Microsoft has announced a voluntary buyout scheme for US employees, confirmed via internal memo to The Register by company sources. Eligibility applies to employees at senior director level or below whose age plus years of employment at Microsoft adds up to 70 or more. Employees with sales incentive plans are excluded. Approximately 7 percent of the workforce is described as potentially eligible — roughly 9,000 employees, according to the report. Microsoft did not respond to The Register with a statement on the buyout scheme.

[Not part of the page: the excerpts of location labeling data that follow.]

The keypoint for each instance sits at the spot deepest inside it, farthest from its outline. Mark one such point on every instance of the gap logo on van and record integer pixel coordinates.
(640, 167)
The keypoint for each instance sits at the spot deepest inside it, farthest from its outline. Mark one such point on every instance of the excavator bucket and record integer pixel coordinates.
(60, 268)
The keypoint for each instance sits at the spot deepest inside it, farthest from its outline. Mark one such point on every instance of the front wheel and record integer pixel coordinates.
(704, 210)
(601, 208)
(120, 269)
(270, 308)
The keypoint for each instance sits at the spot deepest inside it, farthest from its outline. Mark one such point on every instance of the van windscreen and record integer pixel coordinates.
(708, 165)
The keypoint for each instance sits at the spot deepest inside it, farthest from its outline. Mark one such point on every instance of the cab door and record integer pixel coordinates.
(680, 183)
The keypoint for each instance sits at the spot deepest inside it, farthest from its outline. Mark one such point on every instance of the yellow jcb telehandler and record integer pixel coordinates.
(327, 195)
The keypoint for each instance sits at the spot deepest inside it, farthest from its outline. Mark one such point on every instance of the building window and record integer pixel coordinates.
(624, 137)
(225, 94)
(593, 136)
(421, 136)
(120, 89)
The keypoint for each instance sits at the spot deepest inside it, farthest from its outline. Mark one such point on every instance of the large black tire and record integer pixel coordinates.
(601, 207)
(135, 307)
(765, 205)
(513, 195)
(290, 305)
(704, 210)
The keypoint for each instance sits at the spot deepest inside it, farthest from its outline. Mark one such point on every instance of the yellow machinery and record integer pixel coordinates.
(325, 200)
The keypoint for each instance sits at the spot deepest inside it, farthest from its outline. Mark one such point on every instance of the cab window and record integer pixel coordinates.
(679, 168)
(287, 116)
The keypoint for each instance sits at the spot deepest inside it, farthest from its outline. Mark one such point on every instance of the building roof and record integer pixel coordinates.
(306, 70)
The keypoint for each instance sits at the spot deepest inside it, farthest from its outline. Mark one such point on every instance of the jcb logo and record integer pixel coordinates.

Experienced workers and quality commitments

The Register notes that voluntary buyout schemes tend to attract employees with enough tenure to qualify and sufficient options to leave elsewhere — typically experienced workers. Windows boss Pavan Davuluri had previously committed to “raise the bar on Windows 11 quality” in response to complaints about frequent out-of-band updates, according to the report, which notes Davuluri did not specify a target level.

The buyouts follow workforce reductions at Microsoft. The company cut 9,000 jobs in July 2025, according to the report. At that time, CEO Satya Nadella wrote that the terminations were “weighing heavily on me,” according to The Register.

AI spending and stock performance

AI is not mentioned in the internal memo, according to The Register, despite Microsoft having invested heavily in the technology. Nadella’s compensation for Microsoft’s fiscal 2025 grew to $96.5 million, largely tied to the company’s AI positioning, according to the report. The company’s stock price has fallen by more than 20 percent over the preceding six months, the report states.

The Register draws a comparison to NASA, which reportedly lost many experienced workers during buyouts and terminations in 2025, with consequences for mission continuity. The Register raises the question of whether Microsoft’s experience could follow a similar pattern if departing employees hold roles directly relevant to Windows quality — a question the memo does not address.